The stock market is starting to crack under pressure of the week-old federal government shutdown that potentially could snowball into a default on U.S. Treasury obligations late next week.

"Within the last 48 hours our phones started to light up, and we're hearing from the normal suspects — the clients who get nervous first," said Ben Marks, chief investment officer at Marks Group Wealth Management of Minnetonka in an interview Tuesday.

"We say, 'Put things in perspective.' There have been 17 government shutdowns since 1977. Most last a few days. The last one in 1995 lasted 20-some days. It's not like this has never happened. The market usually goes down a few percent."

During the bruising 2011 budget battle on Capitol Hill, the Standard & Poor's 500 index sank more than 15 percent in value. That was followed by a two-year run to record highs last month.

Since the Obamacare-inspired federal shutdown on Oct. 1, the S&P 500 index has declined 2.2 percent and the Bloomberg-Star Tribune 100 index of Minnesota's biggest public firms has declined 5 percent through Tuesday's trading.

That followed year-to-date gains in the S&P 500 of 17.9 percent and 32.5 percent in the Star Tribune 100 index through September.

Analysts say the Star Tribune index, which consists largely of smaller-value companies that trade in lower volume, tends to gyrate more than larger, more liquid stocks where cautious equity investors are likelier to hide — before they exit the market in fear.

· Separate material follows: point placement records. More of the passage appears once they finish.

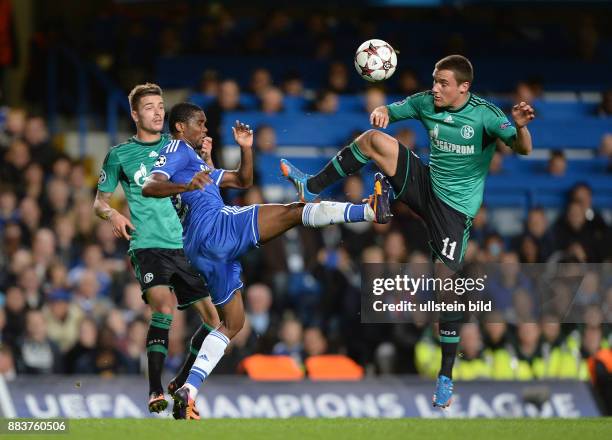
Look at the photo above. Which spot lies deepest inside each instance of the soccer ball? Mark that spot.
(375, 60)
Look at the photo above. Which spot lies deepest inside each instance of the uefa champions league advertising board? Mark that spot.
(242, 398)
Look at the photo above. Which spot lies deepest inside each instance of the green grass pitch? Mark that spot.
(335, 429)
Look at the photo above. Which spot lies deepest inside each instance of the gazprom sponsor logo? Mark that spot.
(452, 148)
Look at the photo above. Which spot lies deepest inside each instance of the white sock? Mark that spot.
(210, 353)
(316, 215)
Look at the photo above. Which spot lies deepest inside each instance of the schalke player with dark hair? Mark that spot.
(447, 193)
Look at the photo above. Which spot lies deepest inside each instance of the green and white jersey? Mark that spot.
(155, 220)
(462, 144)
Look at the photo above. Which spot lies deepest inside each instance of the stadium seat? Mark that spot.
(333, 367)
(273, 368)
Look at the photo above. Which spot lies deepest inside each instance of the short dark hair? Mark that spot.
(459, 65)
(142, 90)
(182, 112)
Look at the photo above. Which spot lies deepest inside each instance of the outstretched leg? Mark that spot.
(373, 145)
(274, 220)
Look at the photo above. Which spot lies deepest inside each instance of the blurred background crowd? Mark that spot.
(69, 300)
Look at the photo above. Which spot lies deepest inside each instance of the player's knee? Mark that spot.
(160, 304)
(367, 141)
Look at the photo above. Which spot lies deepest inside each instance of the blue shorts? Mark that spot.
(233, 231)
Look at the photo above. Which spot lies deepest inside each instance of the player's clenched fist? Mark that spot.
(380, 117)
(199, 180)
(522, 113)
(243, 134)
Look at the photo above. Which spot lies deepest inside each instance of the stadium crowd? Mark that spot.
(69, 300)
(71, 304)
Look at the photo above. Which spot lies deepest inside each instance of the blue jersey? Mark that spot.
(214, 235)
(180, 162)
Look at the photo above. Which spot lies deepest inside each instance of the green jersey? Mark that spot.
(462, 144)
(155, 220)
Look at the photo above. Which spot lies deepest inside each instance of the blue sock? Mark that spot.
(354, 213)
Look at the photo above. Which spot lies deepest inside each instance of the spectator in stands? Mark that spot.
(356, 237)
(15, 310)
(497, 340)
(293, 84)
(506, 280)
(271, 100)
(537, 230)
(30, 285)
(471, 364)
(132, 304)
(14, 126)
(605, 149)
(8, 207)
(595, 223)
(63, 319)
(480, 226)
(395, 248)
(326, 102)
(81, 351)
(592, 339)
(209, 84)
(113, 250)
(228, 100)
(36, 353)
(571, 228)
(605, 107)
(92, 260)
(529, 364)
(261, 81)
(290, 339)
(374, 97)
(57, 196)
(338, 79)
(15, 161)
(557, 164)
(105, 359)
(264, 322)
(86, 295)
(7, 363)
(406, 137)
(67, 249)
(523, 307)
(56, 278)
(36, 135)
(265, 139)
(408, 83)
(170, 42)
(34, 181)
(61, 167)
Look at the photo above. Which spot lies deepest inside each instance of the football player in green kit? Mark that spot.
(447, 193)
(156, 239)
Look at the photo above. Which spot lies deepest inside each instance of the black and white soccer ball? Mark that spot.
(375, 60)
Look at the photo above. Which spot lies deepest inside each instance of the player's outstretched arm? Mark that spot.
(241, 178)
(522, 114)
(379, 118)
(157, 185)
(103, 210)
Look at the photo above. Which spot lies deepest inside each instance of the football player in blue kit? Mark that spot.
(215, 235)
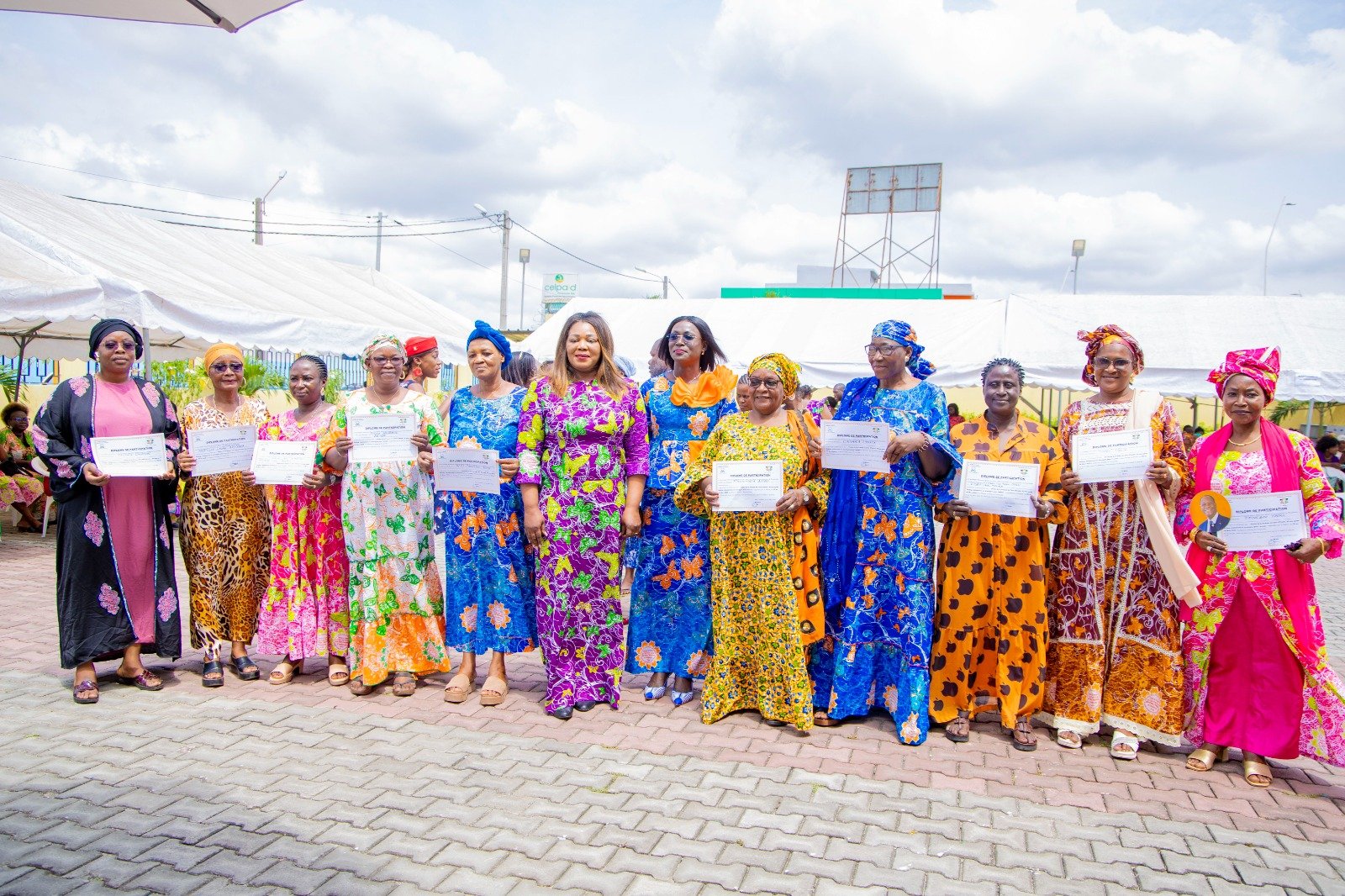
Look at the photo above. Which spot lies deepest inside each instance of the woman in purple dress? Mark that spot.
(583, 451)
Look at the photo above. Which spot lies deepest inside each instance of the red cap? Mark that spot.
(420, 345)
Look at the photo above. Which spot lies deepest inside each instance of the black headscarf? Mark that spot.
(113, 324)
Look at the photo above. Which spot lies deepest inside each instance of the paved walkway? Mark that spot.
(304, 788)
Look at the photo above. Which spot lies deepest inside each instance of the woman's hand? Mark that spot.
(1210, 544)
(1161, 475)
(791, 501)
(712, 497)
(1309, 551)
(958, 509)
(533, 525)
(631, 522)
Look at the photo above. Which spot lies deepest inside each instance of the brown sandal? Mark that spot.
(404, 683)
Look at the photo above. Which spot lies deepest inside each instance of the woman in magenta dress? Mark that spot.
(116, 591)
(1257, 672)
(583, 454)
(306, 611)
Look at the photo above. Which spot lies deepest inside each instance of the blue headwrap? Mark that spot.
(901, 333)
(497, 338)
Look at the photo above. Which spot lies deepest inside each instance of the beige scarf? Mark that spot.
(1184, 582)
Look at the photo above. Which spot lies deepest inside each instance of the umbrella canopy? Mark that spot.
(229, 15)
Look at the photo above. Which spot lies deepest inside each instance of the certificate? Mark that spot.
(382, 437)
(992, 488)
(282, 463)
(1113, 456)
(467, 470)
(851, 444)
(1264, 522)
(748, 485)
(131, 455)
(225, 450)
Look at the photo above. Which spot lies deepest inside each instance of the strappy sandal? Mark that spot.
(338, 674)
(959, 730)
(145, 680)
(212, 674)
(456, 693)
(1207, 756)
(245, 667)
(404, 683)
(1125, 746)
(1024, 737)
(494, 690)
(87, 692)
(1257, 768)
(284, 672)
(1069, 739)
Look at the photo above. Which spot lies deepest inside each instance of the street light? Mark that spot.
(504, 225)
(524, 255)
(665, 282)
(260, 208)
(1266, 260)
(1078, 252)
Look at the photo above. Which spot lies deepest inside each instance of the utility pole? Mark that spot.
(260, 208)
(378, 244)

"The best answer may be to do nothing," said Biff Robillard of Bannerstone Capital Management. "There's not much to be gained from overthinking this. In 2011, I believe there was a 19 percent decline from peak to trough, but by Oct. 5 it was over. I was pretty nervous in August and September [of 2011]. It sounds like pabulum, but it's fairly good advice to sit tight at times like this. I've just been watching for 35 years and I really don't know how to exploit fiscal policy fights on deadline."

Said Marks: "As this drags on, investor anxiety increases. You have to look strategically. There are opportunities. We have been buying some … health care stocks. We have put some client money to work [for those] who wanted to get more invested with long-term money. I think this goes to the final hour or beyond. There will be some compromise and concessions."

Jim Paulsen, chief investment strategist at Wells Capital Management, has been a vindicated market optimist since the bleak days of early 2009.

He told investors that short-term Washington budget fights overshadow solid economic developments, including a growing economy.

"These include restoring financial health to the U.S. government, developing a long-term plan for addressing the economic impact of aging developed world demographics, promoting a course for U.S. energy independence, and finally, reformatting the U.S. health care insurance system," Paulsen said. "We offer these illustrations to suggest most worry too much about the drama, which is our government.

"Relax a little. … For while Washington argues and begins the new fall season with yet another fiscal cliffhanger, Adam Smith is busy solving many of the big economic problems of our day."